Internet dissemination also does not require scheduling; there is no stigma associated with participation; it is easy to tailor; the fidelity is high; and the application is in vivo, in that the “learning and behavior changes are occurring in the patients' world of activity,” he said.
To be optimally effective, however, Internet interventions must be delivered in the context of a relationship, Dr. Van Voorhees stressed. “This can be as brief as 1–2 primary care meetings to engage the patient, or it could be with a youth minister, coach, or guidance counselor.”
Internet-based interventions will be useful only if the user can read, understand, identify with, and find personal relevance in the program in order to create a goal-directed change plan, Dr. Van Voorhees said. An interesting, media-savvy design with information presented at a 7th-grade reading level would increase the likelihood of adolescent engagement, he noted.
Patients most likely to benefit from this type of intervention are those at moderate risk for mental disorder, Dr. Van Voorhees said.
Despite the obvious benefits of these interventions, they are not immune to challenges. Among the obstacles impeding the transition of these interventions from research to clinical implementation are the lack of a viable commercial distribution model and thus the absence of marketing to build up use of the programs, Dr. Van Voorhees said.

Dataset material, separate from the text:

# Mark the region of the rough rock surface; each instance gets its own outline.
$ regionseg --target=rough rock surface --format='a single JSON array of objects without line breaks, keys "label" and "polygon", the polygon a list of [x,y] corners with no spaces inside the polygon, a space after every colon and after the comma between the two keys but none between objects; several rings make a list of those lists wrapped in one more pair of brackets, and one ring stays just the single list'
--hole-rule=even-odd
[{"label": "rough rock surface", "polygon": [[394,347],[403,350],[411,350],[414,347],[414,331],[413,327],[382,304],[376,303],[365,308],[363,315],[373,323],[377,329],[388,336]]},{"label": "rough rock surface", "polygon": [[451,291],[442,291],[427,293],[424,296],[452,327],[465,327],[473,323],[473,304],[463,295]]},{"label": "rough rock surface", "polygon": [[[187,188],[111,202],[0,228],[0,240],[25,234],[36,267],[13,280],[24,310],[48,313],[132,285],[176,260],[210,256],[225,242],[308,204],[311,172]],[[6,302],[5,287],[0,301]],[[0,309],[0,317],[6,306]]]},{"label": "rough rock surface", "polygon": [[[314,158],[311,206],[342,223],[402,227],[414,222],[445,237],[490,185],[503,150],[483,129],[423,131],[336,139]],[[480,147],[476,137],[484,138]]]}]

One alternative would be delivery via a government-sponsored public health model, or a mixed government/private pay model, such as that used for vaccine distribution, he said. “Social networking would potentially boost effectiveness, but liability concerns are an issue for institutional sponsors,” he noted.
By Diana Mahoney. Share your thoughts and suggestions at cpnews@elsevier.com
Perspective
The Internet is one of the greater dissemination tools known to mankind. In many ways, it got us our new president, and if we use it as wisely as he did, we can do many things to improve the public's mental health as per the Institute of Medicine recommendations (See related article on page 2).
It is really simple. If you have an evidence-based strategy delivered via the Internet, such as the CATCH-IT depression intervention, it is easy to put it out to the public to determine whether the efficacy in the pristine academic research environment will be sustained in the real, dirty world.
Internet-based programs are inexpensive and straightforward to facilitate: Develop a Web-based interactive program, put it on the web, publicize the site in the general media, and educate primary care physicians. With the push of a button, the intervention can be disseminated automatically all over the world.
Internet-based prevention interventions also solve the thorny problem of fidelity to the proven model, as the intervention is the same everywhere it goes; you don't have to worry about different practitioners doing the intervention differently. I think of depression prevention interventions that are shown to be evidence based on the Internet as McDonald's, which has a pretty high level of fidelity: You can go any where in the United States, and a McDonald's cheeseburger is going to taste the same.
The key challenge with such interventions is not the delivery mode per se, but the model itself. Does the intervention address protective factors to prevent mental illness in the target population? Is the application user friendly and engaging? If the answers are yes, and there is public and, importantly, government support, the primary barriers to effective implementation have been removed.
Using the Internet as a delivery vehicle also is an advantage because the technology facilitates user-tracking: how often users go to the site, how long they stay there, and so forth. It also offers a great way to monitor process outcomes of the intervention in addition to adding some measures of actual efficacy of the program online.